Question

In the primary circuit of potentiometer the rheostat can be varied from $0$ to $10\Omega$. Initially it is at minimum resistance (zero).The rheostat is put at maximum resistance ($10\Omega$) and the switch $S$ is closed.
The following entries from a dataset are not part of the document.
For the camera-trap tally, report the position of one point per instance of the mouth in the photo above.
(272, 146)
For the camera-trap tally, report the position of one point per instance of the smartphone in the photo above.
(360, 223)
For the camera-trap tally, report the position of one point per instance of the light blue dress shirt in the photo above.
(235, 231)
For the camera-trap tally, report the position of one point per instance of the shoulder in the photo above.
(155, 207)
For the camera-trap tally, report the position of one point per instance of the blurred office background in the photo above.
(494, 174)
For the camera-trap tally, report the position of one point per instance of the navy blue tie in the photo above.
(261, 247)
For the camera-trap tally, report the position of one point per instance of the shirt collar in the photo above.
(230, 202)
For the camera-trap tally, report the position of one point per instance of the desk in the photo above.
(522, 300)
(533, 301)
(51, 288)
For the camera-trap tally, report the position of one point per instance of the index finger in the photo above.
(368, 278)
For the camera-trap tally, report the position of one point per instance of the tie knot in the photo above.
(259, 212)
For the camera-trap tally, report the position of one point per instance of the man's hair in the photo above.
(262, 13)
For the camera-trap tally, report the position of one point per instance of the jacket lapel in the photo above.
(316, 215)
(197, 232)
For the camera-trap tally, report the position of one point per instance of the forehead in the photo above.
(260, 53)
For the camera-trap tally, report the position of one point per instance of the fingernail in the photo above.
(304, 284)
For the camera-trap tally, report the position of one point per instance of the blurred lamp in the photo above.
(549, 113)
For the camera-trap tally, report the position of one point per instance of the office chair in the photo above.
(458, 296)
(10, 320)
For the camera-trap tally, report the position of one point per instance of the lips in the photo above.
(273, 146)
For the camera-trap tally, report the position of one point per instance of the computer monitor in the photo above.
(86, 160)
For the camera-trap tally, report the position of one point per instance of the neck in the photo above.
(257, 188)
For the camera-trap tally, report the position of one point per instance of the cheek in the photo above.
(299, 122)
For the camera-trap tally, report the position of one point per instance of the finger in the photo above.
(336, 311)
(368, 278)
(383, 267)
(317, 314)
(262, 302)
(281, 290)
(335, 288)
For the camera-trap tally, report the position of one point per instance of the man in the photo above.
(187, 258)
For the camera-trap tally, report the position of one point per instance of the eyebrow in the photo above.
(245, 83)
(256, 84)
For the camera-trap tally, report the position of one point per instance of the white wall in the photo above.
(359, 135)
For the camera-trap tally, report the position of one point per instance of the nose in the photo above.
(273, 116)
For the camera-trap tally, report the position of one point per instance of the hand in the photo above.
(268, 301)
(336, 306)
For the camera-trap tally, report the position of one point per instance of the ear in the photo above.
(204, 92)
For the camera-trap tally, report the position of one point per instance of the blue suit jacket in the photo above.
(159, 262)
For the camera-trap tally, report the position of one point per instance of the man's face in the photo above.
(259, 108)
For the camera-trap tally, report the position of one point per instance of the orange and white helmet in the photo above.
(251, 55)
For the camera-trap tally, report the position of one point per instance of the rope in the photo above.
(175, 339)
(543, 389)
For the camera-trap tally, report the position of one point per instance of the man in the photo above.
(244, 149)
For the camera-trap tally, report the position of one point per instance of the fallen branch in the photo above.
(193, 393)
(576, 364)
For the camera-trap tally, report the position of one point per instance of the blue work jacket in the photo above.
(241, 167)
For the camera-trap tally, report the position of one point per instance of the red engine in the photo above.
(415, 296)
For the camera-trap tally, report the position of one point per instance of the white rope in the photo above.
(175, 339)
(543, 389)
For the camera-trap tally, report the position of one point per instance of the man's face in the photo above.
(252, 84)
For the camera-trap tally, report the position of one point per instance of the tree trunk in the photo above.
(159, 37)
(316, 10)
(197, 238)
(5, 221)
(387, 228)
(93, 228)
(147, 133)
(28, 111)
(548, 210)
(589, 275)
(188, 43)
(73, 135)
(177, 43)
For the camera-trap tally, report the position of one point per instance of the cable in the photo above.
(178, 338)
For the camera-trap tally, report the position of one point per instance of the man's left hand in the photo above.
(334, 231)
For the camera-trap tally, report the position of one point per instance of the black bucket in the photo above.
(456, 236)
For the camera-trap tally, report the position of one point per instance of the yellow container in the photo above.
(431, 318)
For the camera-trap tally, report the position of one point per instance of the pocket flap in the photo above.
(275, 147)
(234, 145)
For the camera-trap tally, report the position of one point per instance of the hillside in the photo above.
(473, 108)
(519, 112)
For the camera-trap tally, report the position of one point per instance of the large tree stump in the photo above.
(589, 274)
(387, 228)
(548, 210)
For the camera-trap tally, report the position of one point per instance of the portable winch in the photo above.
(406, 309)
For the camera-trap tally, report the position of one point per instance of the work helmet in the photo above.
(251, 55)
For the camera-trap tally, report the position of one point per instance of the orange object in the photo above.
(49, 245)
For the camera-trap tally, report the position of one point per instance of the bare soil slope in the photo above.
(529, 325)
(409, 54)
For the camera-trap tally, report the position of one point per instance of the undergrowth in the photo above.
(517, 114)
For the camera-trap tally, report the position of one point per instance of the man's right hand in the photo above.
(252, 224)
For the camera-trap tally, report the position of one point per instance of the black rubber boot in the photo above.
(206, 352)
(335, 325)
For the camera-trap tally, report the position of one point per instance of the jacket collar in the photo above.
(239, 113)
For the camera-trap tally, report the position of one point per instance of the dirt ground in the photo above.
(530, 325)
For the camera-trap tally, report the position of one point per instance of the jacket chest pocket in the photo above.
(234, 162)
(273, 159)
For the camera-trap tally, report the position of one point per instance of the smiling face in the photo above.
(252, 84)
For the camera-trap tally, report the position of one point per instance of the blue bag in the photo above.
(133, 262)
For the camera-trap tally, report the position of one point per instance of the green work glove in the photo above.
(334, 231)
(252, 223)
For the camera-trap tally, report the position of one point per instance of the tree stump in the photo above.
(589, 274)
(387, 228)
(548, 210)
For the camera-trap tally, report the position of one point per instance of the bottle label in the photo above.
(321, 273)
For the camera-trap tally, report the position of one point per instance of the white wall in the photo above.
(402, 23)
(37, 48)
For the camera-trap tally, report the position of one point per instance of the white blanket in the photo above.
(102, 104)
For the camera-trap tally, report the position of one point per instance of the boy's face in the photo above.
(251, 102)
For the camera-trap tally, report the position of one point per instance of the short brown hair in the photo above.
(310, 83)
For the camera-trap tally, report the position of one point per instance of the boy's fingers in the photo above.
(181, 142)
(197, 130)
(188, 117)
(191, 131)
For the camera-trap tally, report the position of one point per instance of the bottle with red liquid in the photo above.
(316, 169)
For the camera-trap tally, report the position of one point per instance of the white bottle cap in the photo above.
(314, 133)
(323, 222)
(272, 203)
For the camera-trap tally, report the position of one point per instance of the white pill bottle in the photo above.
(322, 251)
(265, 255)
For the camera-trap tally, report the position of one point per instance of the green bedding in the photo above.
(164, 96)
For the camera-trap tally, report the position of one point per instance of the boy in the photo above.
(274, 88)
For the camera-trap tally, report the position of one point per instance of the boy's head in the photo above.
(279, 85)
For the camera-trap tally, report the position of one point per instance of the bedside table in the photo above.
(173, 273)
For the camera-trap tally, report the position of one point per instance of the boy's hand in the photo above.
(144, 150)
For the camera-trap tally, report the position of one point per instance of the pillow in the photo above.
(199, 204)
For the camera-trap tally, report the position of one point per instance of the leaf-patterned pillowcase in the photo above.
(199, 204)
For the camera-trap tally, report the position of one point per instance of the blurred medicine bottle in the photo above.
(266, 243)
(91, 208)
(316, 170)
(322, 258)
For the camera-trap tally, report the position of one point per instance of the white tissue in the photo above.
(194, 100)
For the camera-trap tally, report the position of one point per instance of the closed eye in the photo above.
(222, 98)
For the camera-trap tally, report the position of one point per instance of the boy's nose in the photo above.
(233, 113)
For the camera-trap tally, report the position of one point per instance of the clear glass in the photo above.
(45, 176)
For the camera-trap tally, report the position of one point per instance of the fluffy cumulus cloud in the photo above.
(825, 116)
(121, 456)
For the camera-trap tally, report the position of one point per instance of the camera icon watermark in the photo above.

New balancing length is found to be $8m$. Find the internal resistance $r$ (in ohms) of the $4.5V$ cell.

Answer 1

When deflection is zero $\Rightarrow$ voltage of secondary cell=voltage drop on the balancing length of the wire AB
voltage drop on the balancing length of the wire $\Rightarrow$i$\rho$X
where i= current flowing in primary circuit
$\rho$=resistance per unit length of the wire
X=balancing length of wire AB
when deflection in galvanometer is zero $R_{eq.}=\frac{2r}{r+2}$
$E_{eq.}$ of secondary cell$=\frac{(\frac{E_1}{r_1}+\frac{E_2}{r_2})}{\frac{1}{R_{eq.}}}=\left(\frac{\frac{4.5}{r}+0}{\frac{r+2}{2r}}\right)=\frac{9}{r+2}volt$
when deflection is zero$\Rightarrow \frac{9}{r+2}=\left(\frac{10}{20}\right)\left(\frac{9}{12}\right)\left(8\right)$
$r+2=3\Rightarrow r=1\Omega$